VoxCPM

raw JSON →
2.0.2 verified Sat May 09 auth: no python

VoxCPM is a tokenizer-free text-to-speech (TTS) model for context-aware speech generation and voice cloning. Version 2.0.2 requires Python >=3.10. It leverages a causal transformer trained on continuous speech representations, enabling expressive and cloned voice outputs without discrete tokens. The library is under active development by OpenBMB.

pip install voxcpm
error TypeError: 'NoneType' object is not callable
cause The underlying model download failed or was interrupted, leaving the model object as None.
fix
Reinstall the package and ensure a stable internet connection. Clear the cache: rm -rf ~/.cache/voxcpm and retry.
error RuntimeError: CUDA out of memory. Tried to allocate ... MiB
cause Insufficient GPU memory for the model or batch.
fix
Reduce batch size, use a smaller model (if available), or run on CPU by setting device='cpu'.
error FileNotFoundError: [Errno 2] No such file or directory: 'path/to/ref_audio.wav'
cause The voice cloning reference file path is incorrect or the file does not exist.
fix
Verify the file path and ensure it points to a valid WAV file.
gotcha The `voice_clone` parameter expects a file path to a WAV file.

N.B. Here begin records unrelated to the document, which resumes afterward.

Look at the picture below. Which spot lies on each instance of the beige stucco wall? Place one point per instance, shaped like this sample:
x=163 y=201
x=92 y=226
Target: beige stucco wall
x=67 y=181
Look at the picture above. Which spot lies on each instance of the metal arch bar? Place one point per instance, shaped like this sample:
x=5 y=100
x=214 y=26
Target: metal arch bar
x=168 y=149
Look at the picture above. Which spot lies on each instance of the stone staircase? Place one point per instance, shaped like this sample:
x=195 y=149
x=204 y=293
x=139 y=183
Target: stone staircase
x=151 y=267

Passing a numpy array or audio buffer will raise a TypeError.
fix Ensure you provide a file path string to `voice_clone`.
gotcha The model requires significant GPU memory. On a 16GB GPU, batch inference may cause OOM errors.
fix Reduce batch size or use smaller model variants if available.
deprecated The `voxcpm.VoxCPM` initialization without explicit `model_path` argument downloads the default model, which is deprecated in favor of explicit model selection.
fix Specify `model_path='default'` or a custom path to future-proof your code.
pip install git+https://github.com/OpenBMB/VoxCPM.git

Load the VoxCPM model, generate speech with optional voice cloning from a reference audio file, and save the output.

from voxcpm import VoxCPM
import soundfile as sf

model = VoxCPM()
waveform, sr = model.synthesize("Hello, this is a test of voice cloning.", voice_clone="path/to/ref_audio.wav")
sf.write("output.wav", waveform, sr)